Everybody talks about research data management — But where is the science?
Description
Newton, when seeing further, stood on the shoulder of giants,[1] not on the piles of his predecessors‘
crufty research data. Nearly 300 years later, Richard Feynman coined the term “cargo cult science” for
research that appears scientific but has no scholarly contribution nor impact.[2] With all the current
hype about research data management, we tend to forget that science is about gaining knowledge, not
accumulating research data to train large-language models and other AI tools. Data is not insight,
but its prerequisite at best. And sharing data is a highly non-trivial concept resting on many implicit
assumptions often not fulfilled.[3] We present a number of strategies and tools that, if used competently,
will help us to improve the quality of our research and ultimately contribute to science and scholarship.
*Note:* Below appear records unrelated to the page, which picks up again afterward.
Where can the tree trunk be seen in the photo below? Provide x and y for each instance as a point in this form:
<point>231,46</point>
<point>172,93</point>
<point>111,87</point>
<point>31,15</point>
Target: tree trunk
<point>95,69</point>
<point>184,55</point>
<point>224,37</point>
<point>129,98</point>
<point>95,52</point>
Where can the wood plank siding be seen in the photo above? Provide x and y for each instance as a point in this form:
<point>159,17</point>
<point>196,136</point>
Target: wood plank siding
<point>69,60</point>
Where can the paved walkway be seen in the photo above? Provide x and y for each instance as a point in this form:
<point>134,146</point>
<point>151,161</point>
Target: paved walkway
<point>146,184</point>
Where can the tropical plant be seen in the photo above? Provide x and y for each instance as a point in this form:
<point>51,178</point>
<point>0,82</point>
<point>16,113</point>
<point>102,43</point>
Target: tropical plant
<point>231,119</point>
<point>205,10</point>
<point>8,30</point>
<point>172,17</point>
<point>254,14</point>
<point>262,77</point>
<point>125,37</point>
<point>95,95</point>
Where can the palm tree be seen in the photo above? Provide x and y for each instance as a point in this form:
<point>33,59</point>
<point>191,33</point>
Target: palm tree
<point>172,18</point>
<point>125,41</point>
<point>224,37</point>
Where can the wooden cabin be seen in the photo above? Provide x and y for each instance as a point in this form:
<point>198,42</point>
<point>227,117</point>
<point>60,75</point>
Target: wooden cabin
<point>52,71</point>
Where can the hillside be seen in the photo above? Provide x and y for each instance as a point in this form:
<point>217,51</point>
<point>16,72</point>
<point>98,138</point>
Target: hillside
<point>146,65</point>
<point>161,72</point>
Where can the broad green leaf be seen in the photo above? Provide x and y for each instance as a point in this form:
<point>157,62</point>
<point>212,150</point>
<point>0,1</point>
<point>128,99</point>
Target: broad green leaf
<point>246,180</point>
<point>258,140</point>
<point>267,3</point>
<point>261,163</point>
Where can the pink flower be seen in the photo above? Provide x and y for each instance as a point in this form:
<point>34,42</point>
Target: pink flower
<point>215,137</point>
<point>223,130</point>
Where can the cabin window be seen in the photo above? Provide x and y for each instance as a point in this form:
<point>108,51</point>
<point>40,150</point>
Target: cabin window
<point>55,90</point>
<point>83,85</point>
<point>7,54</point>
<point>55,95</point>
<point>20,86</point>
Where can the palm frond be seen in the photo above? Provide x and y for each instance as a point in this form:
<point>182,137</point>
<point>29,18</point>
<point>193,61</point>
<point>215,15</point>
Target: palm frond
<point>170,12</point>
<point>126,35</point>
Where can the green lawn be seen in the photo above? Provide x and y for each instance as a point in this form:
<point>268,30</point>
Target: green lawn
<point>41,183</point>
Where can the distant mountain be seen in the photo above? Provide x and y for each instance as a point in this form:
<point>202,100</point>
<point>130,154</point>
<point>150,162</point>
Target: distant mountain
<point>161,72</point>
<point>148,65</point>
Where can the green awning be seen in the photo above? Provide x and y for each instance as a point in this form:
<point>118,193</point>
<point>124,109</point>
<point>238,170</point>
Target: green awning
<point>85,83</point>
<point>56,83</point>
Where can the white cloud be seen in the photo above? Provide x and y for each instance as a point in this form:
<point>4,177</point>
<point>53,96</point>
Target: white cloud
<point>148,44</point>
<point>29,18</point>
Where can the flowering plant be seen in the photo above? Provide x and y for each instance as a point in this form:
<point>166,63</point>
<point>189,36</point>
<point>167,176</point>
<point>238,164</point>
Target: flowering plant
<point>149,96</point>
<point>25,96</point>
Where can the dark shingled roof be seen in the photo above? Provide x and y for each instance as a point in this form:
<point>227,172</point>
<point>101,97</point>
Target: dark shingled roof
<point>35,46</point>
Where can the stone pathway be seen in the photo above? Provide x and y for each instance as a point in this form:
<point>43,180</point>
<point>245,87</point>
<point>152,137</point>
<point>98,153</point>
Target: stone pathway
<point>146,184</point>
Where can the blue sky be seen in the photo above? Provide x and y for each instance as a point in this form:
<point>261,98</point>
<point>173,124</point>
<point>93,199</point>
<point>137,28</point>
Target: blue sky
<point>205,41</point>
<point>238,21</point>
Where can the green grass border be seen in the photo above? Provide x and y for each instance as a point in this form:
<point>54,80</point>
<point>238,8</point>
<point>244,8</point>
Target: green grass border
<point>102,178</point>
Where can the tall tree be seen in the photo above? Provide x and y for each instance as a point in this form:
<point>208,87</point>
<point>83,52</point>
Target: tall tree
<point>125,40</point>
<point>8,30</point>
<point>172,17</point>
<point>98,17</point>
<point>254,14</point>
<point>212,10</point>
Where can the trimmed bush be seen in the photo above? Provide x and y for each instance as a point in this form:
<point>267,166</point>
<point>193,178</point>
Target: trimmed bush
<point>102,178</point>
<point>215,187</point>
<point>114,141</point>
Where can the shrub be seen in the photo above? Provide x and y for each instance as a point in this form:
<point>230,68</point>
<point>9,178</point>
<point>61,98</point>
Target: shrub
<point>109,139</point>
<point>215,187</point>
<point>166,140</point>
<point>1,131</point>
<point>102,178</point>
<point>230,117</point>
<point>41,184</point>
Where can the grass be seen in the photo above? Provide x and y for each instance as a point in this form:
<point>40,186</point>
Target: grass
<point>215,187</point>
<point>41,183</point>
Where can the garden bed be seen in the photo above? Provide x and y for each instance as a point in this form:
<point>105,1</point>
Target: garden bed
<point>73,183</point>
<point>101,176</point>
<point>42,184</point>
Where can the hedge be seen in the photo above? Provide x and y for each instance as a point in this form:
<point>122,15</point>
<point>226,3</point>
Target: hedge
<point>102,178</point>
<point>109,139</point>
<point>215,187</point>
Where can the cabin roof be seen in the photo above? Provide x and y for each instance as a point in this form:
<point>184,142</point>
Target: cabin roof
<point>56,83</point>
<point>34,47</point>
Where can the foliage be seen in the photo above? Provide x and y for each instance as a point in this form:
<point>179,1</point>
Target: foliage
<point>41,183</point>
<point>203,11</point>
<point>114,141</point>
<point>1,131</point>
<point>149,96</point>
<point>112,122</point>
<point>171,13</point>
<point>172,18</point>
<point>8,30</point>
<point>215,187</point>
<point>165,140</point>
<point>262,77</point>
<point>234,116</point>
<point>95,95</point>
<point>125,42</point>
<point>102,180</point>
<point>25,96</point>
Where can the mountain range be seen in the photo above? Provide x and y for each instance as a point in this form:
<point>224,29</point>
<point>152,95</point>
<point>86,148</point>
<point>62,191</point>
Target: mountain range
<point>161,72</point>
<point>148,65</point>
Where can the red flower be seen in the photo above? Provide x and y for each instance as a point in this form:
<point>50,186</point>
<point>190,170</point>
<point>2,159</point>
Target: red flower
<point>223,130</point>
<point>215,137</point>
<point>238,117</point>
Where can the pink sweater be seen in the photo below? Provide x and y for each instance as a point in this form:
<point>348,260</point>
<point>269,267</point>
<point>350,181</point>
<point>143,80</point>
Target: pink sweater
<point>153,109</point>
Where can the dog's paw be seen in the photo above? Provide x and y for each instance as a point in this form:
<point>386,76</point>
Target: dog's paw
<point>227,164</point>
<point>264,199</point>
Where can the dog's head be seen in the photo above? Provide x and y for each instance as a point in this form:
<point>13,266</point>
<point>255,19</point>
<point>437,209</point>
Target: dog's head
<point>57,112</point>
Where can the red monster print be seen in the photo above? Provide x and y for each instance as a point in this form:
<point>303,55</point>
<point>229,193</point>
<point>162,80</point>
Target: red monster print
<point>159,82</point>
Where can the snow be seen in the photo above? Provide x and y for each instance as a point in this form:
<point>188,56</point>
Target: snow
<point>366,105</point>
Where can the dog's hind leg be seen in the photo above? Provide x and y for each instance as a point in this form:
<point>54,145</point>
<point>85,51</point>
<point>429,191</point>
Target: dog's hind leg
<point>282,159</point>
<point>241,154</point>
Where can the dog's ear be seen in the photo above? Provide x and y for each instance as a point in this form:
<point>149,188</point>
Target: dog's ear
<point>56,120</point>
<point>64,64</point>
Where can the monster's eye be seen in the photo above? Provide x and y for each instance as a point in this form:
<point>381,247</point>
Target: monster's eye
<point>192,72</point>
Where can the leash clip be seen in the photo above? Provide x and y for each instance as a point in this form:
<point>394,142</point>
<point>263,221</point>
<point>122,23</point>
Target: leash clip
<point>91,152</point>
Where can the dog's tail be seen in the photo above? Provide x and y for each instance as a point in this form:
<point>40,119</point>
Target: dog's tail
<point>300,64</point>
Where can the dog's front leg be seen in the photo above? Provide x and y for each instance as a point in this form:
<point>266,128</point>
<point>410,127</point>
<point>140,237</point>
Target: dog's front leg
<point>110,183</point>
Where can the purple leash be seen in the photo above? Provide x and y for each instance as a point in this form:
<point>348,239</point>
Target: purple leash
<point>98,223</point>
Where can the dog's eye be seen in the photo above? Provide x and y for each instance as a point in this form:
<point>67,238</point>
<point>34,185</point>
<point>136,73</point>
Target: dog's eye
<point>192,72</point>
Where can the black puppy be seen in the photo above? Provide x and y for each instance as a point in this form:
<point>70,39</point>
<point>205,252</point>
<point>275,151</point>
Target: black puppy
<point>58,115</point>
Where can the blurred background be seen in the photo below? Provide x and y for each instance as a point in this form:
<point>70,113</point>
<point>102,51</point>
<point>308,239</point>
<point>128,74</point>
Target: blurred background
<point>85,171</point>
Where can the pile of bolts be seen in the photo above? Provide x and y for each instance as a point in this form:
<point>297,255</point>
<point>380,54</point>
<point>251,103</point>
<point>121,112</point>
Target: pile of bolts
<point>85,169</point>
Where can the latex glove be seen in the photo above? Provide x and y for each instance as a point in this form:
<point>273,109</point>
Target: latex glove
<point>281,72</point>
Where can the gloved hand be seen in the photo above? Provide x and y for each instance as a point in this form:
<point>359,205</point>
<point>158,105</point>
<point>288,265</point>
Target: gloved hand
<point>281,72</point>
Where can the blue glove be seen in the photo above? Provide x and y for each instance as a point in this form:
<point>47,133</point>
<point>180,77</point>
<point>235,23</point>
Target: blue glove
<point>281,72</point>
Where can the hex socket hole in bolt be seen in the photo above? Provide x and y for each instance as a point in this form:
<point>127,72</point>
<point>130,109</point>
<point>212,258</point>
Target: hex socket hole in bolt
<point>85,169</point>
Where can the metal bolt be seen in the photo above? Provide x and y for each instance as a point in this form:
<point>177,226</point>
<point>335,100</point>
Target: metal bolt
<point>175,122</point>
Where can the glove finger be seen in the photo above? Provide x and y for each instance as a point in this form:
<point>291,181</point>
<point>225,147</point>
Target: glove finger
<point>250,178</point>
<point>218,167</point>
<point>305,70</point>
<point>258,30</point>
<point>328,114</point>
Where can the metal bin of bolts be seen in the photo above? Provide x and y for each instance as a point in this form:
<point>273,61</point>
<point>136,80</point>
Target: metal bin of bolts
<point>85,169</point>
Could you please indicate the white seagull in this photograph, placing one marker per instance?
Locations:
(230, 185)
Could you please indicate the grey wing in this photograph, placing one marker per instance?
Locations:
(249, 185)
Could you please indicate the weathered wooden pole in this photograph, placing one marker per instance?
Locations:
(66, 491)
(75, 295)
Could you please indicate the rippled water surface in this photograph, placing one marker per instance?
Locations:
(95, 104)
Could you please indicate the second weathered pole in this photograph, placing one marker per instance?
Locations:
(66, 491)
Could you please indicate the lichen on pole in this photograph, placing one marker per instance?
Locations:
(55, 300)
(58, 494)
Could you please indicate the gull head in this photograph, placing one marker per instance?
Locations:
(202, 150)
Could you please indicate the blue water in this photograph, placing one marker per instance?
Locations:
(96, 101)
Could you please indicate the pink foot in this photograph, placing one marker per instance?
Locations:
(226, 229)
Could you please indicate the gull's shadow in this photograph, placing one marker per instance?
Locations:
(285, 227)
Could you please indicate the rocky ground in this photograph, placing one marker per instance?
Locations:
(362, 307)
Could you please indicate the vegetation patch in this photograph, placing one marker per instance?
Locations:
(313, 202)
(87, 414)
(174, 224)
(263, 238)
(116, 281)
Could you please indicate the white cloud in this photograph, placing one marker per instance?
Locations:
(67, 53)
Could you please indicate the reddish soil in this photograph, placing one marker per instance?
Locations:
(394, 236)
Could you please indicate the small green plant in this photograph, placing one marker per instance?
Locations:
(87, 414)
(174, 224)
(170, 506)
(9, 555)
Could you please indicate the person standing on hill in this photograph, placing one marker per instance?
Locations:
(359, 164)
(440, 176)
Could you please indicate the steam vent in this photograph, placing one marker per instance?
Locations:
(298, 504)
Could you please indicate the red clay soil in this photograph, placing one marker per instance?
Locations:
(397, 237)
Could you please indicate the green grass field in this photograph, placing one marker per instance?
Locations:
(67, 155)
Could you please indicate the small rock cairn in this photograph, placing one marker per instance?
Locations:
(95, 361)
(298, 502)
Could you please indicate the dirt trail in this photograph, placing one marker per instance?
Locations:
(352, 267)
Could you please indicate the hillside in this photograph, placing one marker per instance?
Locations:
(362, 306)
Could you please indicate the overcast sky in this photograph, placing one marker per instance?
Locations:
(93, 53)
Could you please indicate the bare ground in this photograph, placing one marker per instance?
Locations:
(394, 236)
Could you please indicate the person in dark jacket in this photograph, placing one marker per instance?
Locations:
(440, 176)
First come tools for capturing all relevant information during data acquisition,[4] and electronic lab
notebooks.[5] A framework for scientific data analysis that provides a gap-less and complete protocol of
each step and relieves the user of actual programming [6] is a huge step forward. This is complemented
by a larger (local) infrastructure consisting of persistent and unique IDs (PID, UID), a repository for
“warm” research data, lab management, and knowledge base.[7] All these strategies and tools focus on
the individual scientists, as only they can potentially ensure the urgently required quality of data and
results that underpin scientific insight. Eventually, we need to teach [8, 9] young researchers early on what
science is all about and why properly handling research data is a prerequisite for scholarly contribution.
“At stake is the future of scholarship.”[3]
References
[1] I. Newton, letter to Robert Hooke, February 5th, 1676
[2] R. P. Feynman, Cargo cult science, Eng. Sci. 1974, 37(7), 10.
[3] C. L. Borgman, Big Data, Little Data, No Data. MIT Press, Cambridge MA 2015.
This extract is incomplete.